More on Metformin and Statins: Drugs Approved by the FDA for Other Purposes That May Prevent Liver Cancer

From HBF’s expert Guest Blogger, Dr. Thomas London

In an earlier blog, I pointed out that the available drugs to treat or prevent primary liver cancer (hepatocellular carcinoma, HCC) have been disappointing.  I noted that there may be drugs used for other purposes that may work against HCC.  The most promising of these was an old drug called metformin that has been used to treat type II diabetes for 17 years.  Now a new study on metformin provides the most intriguing results yet.

At the 2012 Digestive Disease Week meeting in San Diego, an enormous study from Taiwan was reported that encompassed almost all of Taiwan’s 23 million people. (I am indebted to Christine Frangou for her excellent report in Gastroenterology and Endoscopy News and have quoted from it extensively.) The investigators used the Taiwan National Insurance Database to identify all cases of HCC diagnosed from 1997 to 2008. There were 97,430 patients with HCC (most of whom would have had chronic hepatitis B). They were compared with 200,000 controls matched to the HCC cases by age, gender, and date of first physician visit.  Using the same database they linked all patients with diabetes and their treatment methods to patients with and without HCC.

From this they were able to show that patients with diabetes had a 2.3-fold increased risk of developing HCC.  In those patients who were taking metformin, however, HCC occurred about 20% less often than in those who were not treated with metformin. Furthermore, the longer patients took metformin, the lower their risk of HCC; about 7% lower for each year that they took the drug.

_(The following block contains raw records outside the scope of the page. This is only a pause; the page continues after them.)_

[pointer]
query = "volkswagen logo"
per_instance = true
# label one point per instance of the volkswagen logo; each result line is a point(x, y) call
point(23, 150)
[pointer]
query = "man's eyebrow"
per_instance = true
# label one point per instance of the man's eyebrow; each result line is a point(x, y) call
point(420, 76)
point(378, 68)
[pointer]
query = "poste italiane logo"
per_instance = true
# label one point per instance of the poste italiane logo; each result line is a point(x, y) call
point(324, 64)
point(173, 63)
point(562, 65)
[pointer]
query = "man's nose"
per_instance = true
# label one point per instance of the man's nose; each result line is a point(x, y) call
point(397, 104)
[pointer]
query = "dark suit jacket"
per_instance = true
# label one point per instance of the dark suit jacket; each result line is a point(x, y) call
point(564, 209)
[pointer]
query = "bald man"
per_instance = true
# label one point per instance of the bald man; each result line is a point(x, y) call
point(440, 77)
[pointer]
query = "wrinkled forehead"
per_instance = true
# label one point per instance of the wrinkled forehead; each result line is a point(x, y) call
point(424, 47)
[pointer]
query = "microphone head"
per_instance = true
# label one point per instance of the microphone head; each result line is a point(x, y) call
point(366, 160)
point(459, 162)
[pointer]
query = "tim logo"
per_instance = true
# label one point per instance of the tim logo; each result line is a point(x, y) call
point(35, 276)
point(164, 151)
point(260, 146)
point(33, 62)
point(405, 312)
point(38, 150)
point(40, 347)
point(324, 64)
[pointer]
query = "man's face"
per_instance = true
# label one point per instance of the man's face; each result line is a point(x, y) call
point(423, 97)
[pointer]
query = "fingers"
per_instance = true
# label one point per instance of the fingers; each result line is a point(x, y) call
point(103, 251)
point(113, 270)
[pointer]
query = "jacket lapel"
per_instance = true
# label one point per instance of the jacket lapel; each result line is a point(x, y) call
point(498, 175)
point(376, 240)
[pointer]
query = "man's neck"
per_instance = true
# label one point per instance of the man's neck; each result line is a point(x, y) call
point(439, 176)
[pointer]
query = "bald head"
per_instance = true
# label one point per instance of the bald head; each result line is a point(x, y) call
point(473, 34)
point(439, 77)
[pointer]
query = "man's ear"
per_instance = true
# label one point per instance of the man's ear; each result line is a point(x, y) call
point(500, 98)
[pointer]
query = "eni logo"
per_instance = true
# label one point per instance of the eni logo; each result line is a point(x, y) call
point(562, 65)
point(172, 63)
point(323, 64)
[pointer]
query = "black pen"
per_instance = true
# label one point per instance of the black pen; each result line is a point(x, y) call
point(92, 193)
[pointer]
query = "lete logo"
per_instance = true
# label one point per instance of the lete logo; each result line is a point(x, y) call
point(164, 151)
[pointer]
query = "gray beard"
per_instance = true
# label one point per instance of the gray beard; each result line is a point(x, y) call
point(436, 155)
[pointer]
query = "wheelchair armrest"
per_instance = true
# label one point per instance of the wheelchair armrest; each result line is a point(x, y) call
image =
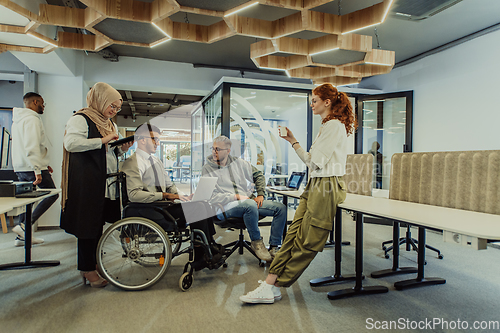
point(152, 205)
point(222, 210)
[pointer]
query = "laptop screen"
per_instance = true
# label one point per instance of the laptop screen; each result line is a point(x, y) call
point(295, 179)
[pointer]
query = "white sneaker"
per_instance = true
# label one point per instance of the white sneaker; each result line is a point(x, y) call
point(260, 250)
point(276, 293)
point(273, 250)
point(263, 294)
point(19, 241)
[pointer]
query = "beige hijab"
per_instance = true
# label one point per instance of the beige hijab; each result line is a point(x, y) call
point(100, 96)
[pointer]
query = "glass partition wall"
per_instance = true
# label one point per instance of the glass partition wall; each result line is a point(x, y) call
point(255, 115)
point(250, 116)
point(385, 128)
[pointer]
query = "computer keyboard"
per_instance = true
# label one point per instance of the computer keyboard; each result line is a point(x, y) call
point(33, 194)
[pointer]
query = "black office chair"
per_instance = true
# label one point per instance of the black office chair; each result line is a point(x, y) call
point(411, 243)
point(241, 243)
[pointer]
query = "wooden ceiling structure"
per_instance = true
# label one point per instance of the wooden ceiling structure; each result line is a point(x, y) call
point(296, 57)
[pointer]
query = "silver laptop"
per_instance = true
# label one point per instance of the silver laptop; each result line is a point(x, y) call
point(206, 187)
point(293, 184)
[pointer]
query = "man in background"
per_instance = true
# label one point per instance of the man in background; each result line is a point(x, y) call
point(30, 157)
point(238, 182)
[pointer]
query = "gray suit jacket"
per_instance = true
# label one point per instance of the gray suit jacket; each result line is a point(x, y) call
point(137, 189)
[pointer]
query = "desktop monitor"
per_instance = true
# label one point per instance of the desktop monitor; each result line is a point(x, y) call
point(4, 149)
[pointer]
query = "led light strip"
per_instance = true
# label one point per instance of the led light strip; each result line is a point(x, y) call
point(157, 27)
point(239, 10)
point(377, 63)
point(41, 39)
point(313, 54)
point(161, 41)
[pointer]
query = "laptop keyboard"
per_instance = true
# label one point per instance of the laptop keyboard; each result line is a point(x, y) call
point(34, 194)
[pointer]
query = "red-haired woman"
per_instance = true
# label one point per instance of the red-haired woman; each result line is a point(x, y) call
point(325, 189)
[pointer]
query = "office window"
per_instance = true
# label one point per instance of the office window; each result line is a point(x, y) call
point(255, 115)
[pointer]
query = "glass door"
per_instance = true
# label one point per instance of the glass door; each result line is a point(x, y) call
point(385, 128)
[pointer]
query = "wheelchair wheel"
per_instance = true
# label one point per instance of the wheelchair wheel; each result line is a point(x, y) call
point(175, 241)
point(186, 281)
point(134, 253)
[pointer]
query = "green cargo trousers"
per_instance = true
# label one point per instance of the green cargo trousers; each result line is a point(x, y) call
point(310, 228)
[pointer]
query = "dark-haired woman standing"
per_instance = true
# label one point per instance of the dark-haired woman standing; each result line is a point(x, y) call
point(325, 189)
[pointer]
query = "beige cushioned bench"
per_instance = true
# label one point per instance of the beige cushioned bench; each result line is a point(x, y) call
point(468, 180)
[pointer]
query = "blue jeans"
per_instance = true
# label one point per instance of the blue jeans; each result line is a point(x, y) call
point(47, 183)
point(250, 213)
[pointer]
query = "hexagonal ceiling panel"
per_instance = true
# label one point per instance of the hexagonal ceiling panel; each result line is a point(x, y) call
point(128, 31)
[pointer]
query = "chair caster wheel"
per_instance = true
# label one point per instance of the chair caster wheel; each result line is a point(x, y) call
point(186, 281)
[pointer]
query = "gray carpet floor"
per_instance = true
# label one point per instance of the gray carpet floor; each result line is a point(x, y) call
point(54, 300)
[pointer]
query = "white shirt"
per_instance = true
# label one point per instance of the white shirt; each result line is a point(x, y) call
point(76, 141)
point(30, 150)
point(141, 184)
point(328, 154)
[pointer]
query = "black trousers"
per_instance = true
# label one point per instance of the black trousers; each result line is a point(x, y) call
point(87, 249)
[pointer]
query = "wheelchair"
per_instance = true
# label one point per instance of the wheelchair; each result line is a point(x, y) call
point(135, 252)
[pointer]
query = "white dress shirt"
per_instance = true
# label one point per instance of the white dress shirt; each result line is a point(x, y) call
point(141, 184)
point(328, 154)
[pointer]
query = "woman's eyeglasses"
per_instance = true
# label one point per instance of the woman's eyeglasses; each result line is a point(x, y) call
point(116, 108)
point(218, 149)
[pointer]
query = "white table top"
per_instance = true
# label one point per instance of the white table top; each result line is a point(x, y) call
point(5, 208)
point(464, 222)
point(14, 202)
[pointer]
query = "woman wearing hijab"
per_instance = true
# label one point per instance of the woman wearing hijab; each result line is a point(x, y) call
point(85, 207)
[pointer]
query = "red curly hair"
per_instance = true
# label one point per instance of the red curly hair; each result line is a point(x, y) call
point(341, 106)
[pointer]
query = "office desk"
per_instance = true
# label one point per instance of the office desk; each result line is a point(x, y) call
point(28, 202)
point(335, 240)
point(4, 209)
point(464, 222)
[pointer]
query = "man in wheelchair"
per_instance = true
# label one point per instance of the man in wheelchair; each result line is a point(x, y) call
point(152, 195)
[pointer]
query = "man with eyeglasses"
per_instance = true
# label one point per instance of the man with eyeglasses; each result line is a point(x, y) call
point(30, 156)
point(148, 182)
point(237, 183)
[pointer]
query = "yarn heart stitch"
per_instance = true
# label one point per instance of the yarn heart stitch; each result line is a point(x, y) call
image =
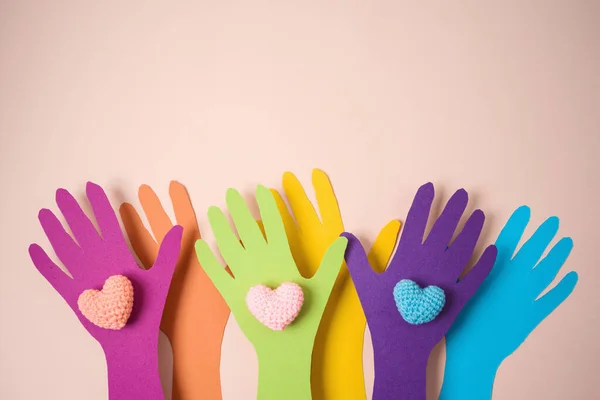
point(110, 307)
point(418, 306)
point(277, 308)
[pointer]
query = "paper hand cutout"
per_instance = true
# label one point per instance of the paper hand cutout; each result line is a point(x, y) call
point(504, 311)
point(337, 364)
point(284, 357)
point(401, 350)
point(195, 314)
point(132, 352)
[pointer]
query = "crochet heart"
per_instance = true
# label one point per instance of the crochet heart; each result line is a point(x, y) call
point(110, 307)
point(418, 306)
point(277, 308)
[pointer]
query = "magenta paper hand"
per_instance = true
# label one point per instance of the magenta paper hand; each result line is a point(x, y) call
point(402, 349)
point(132, 352)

This study is not the final answer.  We don’t know why some diabetic patients were treated with metformin and some were not.  It is possible that the patients who did not take metformin had some unknown liver abnormality and were deliberately not treated with metformin.  Nevertheless, anti-tumor effects of metformin in experimental animals and in cell culture systems continue to be reported.  I will keep my eye out for more research on metformin and HCC and report it as it hits the medical press.

Statins are another group of drugs that are in common use. They were first approved by the FDA in 1987 to lower serum cholesterol levels and thereby prevent heart disease.  Statins inhibit an enzyme in the liver used to make cholesterol.  Several isolated reports suggested that statins might also help prevent HCC.  This month investigators at the Mayo Clinic in Rochester, Minnesota reported a meta-analysis (a statistical method to combine results from different studies) of all the reports in the medical literature of new cases (incidence) of HCC and exposure to statin therapy.  Ten studies reporting a total of 4,928 HCC cases in 1,459,417 patients were analyzed.  Overall, patients who were treated with statins had a 40% lower risk of developing HCC than those who were untreated.  The results varied from population to population. Asian populations which were more likely to also have chronic hepatitis B, had a 50% lower risk of developing HCC, while western populations had about a 30% lower risk.

At this time we do not know what the mechanism of a preventative effect of statins on HCC might be.  Nor do we know whether statins might have been withheld from patients with high cholesterol levels because they had a liver abnormality. It is likely, however, that more information on these issues will become available in the near future.  When that happens I will report it to you.